Quel était le rôle de l’écriture pour vous ?

Certes une fonction thérapeutique, et elle l’a toujours été, mais c’est aussi un « impératif » historique-documentaire. Je viens d’une famille paysanne où on racontait, il y avait une tradition orale, un grand-père racontait des contes et des fables, l’autre racontait la guerre. Tout comme ils m’ont transmis cette richesse de connaissances, d’affection, de valeurs, je me suis senti obligé de le dire par écrit. Je dois également remercier mon professeur Giulio Mosca qui est venu à Castellalto de Teramo, nous a fait écrire “observations et notes du jour”, nous a exhortés à écrire nos pensées et réflexions dans le cahier et à réfléchir sur notre expérience, qui était un enseignant exceptionnel. Je suis un élève de mes grands-parents et l’enseignant.

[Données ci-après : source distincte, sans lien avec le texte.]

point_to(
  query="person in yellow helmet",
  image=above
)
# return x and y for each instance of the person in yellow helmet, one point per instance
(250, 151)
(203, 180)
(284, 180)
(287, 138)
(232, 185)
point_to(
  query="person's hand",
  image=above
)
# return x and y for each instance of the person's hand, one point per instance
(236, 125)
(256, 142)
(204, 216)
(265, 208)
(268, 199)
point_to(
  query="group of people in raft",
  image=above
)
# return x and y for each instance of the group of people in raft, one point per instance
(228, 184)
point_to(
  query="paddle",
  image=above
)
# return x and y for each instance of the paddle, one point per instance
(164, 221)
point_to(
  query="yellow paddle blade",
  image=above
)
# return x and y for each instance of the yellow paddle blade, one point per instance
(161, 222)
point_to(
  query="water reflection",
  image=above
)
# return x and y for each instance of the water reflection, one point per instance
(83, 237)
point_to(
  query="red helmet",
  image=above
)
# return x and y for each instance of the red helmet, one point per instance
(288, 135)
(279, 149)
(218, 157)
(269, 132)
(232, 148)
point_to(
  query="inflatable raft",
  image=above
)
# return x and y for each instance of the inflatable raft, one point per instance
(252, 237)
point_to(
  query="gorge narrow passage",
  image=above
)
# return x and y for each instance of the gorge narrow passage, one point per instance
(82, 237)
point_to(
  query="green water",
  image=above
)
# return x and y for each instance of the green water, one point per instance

Quel souvenir aimeriez-vous partager avec nous ?

Les souvenirs sont nombreux. Ce que beaucoup me demandent, ce que j’ai raconté dans le livre, c’est notre rencontre au pont de Tordino. Je le cherchais pour des cours du soir qu’il organisait pour enseigner la culture générale. Je n’ai jamais pu le trouver parce qu’il était toujours là. Un soir, je suis allé chez lui et ses parents m’ont raconté toute sa vie : carrière militaire, séminaire, syndicat, engagement dans la lutte sociale. J’étais curieux et quand je suis parti… je l’ai rencontré : yeux fins et brillants, il a retenu mon attention. Il ne m’a rien promis. Après un mois, je l’ai revu sur le pont de Tordino, il m’a serré dans ses bras et je suis entré dans un monde magique avec son étreinte et sa charge vitale.

Pourquoi le foulard rouge ?

L’auteur-compositeur-interprète Pierangelo Bertoli, lorsqu’il est venu à un concert à Roseto pour présenter son album “Couleur rouge de l’amour”, a toujours dit : le vert est dans les prés, le bleu est dans le ciel, le rouge est amoureux. C’est pourquoi le rouge est la couleur de l’amour.

Qu’est-ce qui vous manque le plus chez votre mari ?

La forte présence me manque, un éclat de vie. Ne pas marcher sur Terre… presque voler. Je ne me souciais de rien, juste de sa présence. Il était si fort, plein d’enthousiasme, même dans la souffrance. Il repartait toujours avec enthousiasme, c’était un souffle de vie. C’était un cadeau, c’est pourquoi il est difficile d’oublier…
Giovanna Forti vit à Roseto degli Abruzzi, est diplômée en littérature de l’Université La Sapienza de Rome et a enseigné dans plusieurs écoles secondaires. Il a publié : Caval Morella ; Et vous, revenez; Le secret deamalassunta.